House Bill 514 extends until July 1, 2025, for the prison-based drug and alcohol rehabilitation program at Bolivar County Regional Facility for up to 250 inmates “designed to reduce substance abuse by inmates, correct dysfunctional thinking and behavioral patterns, and prepare inmates to make a successful and crime-free readjustment to the community.”

House Bill 515 extends until July 1, 2025, the Prison Overcrowding Emergency Powers Act, that seeks to lower populations in part by “advancement of parole eligibility dates,” for reformed inmates who qualify.

Senator Josh Harkins on Thursday, March 3, 2022, honored the Mississippi State University baseball team with Senate Concurrent Resolution 514 for clinching the 2021 National Collegiate Athletic Association College World Series at TD Ameritrade Park in Omaha, Nebraska, June 30, 2021, by beating defending National Champion Vanderbilt 9-0. MSU’s baseball team has appeared in three consecutive NCAA College World Series, totaling 12 appearances in school history. On June 20, 2021, the Mississippi State University baseball team recorded 21 strikeouts, which set an NCAA College World Series single-game team record.
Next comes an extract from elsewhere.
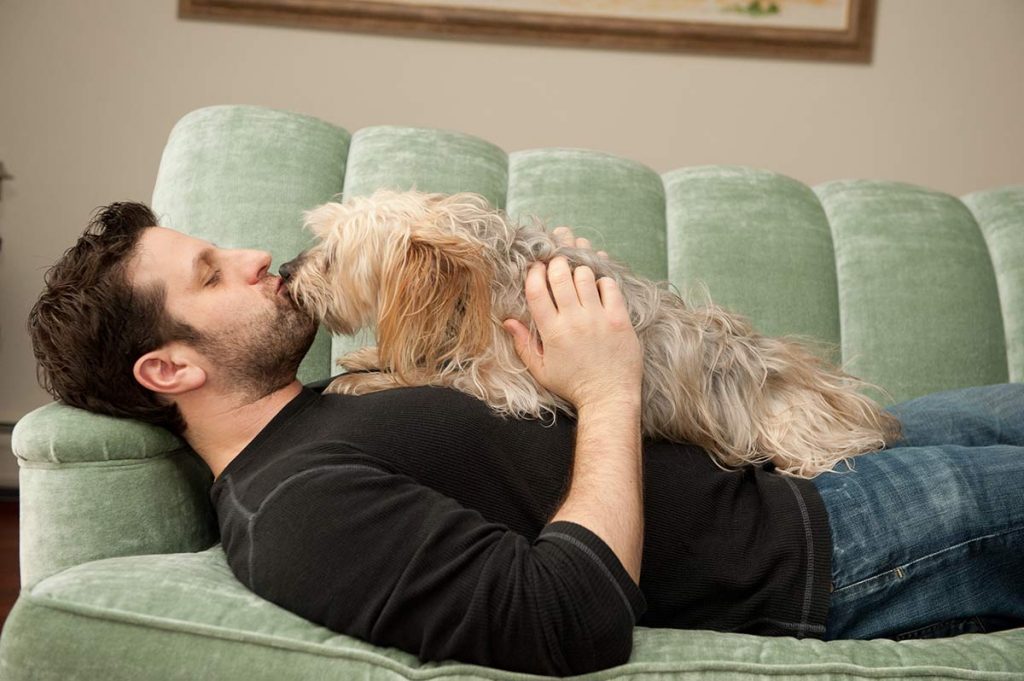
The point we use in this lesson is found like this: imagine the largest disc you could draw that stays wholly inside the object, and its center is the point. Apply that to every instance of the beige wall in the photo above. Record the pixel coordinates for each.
(90, 88)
Senator David L. Jordan on Wednesday, March 2, 2022, honored Dia Chawla, a senior at Pillow Academy senior in Greenwood with Senate Concurrent Resolution 558, for being named the National High School Heisman Trophy winner in the award’s 28th year. Dia attended the National Heisman Trophy Ceremony in New York City on December 11, 2021, and was recognized by ESPN on national television for being named the top student athlete in the country.

Senator Kathy Chism on March 3, 2022, honored Former Northern District Transportation Commissioner Zach Stewart with Senate Concurrent Resolution 542, for his achievements and leadership while serving. Stewart was elected Transportation Commissioner in 1983 and completed his fifth term as Commissioner for the Northern District in 2003.

Senator Chad McMahan spoke on Senate Concurrent Resolution 512, which honors the legacy of well-known former POW and Retired Air Force Colonel Carlyle “Smitty” Harris of Tupelo, who will have a United States Postal Service facility located at 500 West Main Street, in Tupelo, named in his honor. Circumstances arose that kept Harris from coming before the senate as planned.

The senate faces a Wednesday, March 9, 2022, deadline for original floor action on general bills and constitutional amendments originating in the House of Representatives, and a Thursday, March 10, 2022, deadline for reconsideration and passage of general bills and constitutional amendments originating in the House of Representatives. Friday, March 11, 2022, is the deadline to dispose of motions to reconsider general bills and constitutional amendments originating from the House of Representatives.